Most bars utilize ice cubes of this form, which is the industry standard. The surface area of the cubes isn't so low to leave your cocktails lukewarm and tepid, but it's also not too low that they'll melt and dilute your drink too quickly. They are also excellent for cocktails that require shaking or stirring. This should be the only kind of ice you select to have in your bar.

Large cubes/ spheres

Cube

This is the kind of elegant ice you would find in an old-fashioned. For minimal dilution in spirit-forward, neat drinks that you sip slowly, such as the Negroni and Manhattan, you use a single cube measuring 2 1/2 inches. Avoid shaking and stirring with these, though, as the large chunks won't melt quickly enough to produce what you want. Ice spheres function similarly but look nicer and provide an even slower dilution because of their smaller surface area.

Collins Spears

collins

Collins Spears are rectangular ice cubes that measure 1.5 inches in length and are used for Collins and Highball glasses. These kinds of ice perform well in long sippers, giving even dilution for the long-shaped cups. They are mostly employed to provide flair to the beverage. This sort of ice, meanwhile, loses out on its functional side because the majority of such drinks contain carbonation, which might flatten the beverage. The higher amount also results in more dilution, and if the drink is kept too long in a mixer, it can drown out the spirit. However, the form of the ice can provide a striking appearance when used in the correct cocktail, such as a Mojito, Tom Collins, or Gin and Tonic.

Crushed/pebble ice

Crushed

Crushed or pebble ice, a favorite for summer drinks, is used to quickly chill your beverages. Crushed ice is the preferred alternative because pebble ice needs specialized equipment. The crushed variety, which is used in beverages like Mint Juleps, Moscow Mules, and Frozen Daiquiris, gives the concoctions a slushie-like texture. If you don't want a drink that is watery, never use this kind of ice for shaking and stirring. To make crushed ice, use the crushed ice setting on your refrigerator, pound ordinary ice by hand, or pulse it in a blender.
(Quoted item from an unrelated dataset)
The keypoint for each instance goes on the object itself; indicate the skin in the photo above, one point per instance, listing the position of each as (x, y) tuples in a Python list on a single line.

Even while the majority of these can be manufactured using molds, if you want to step it up, you can make clear ice in the aforementioned shapes. All you need are some time, a freezer, filtered water, and coolers. Put filtered water in a cooler and place it in the freezer without a lid. The top-down freezing of the water is made possible by the three insulated sides, and this directed cooling pushes the water bubbles that are trapped to one side. Simply chip away the foggy end and cut the remaining clear ice block into the proper size cubes once the last portions are semi-frozen. Another approach is to place your ice and set your freezer to the lowest temperature. Boiling the water twice is a third technique. Even if they're not ideal, they produce ice that is cleaner, clearer, and less cloudy.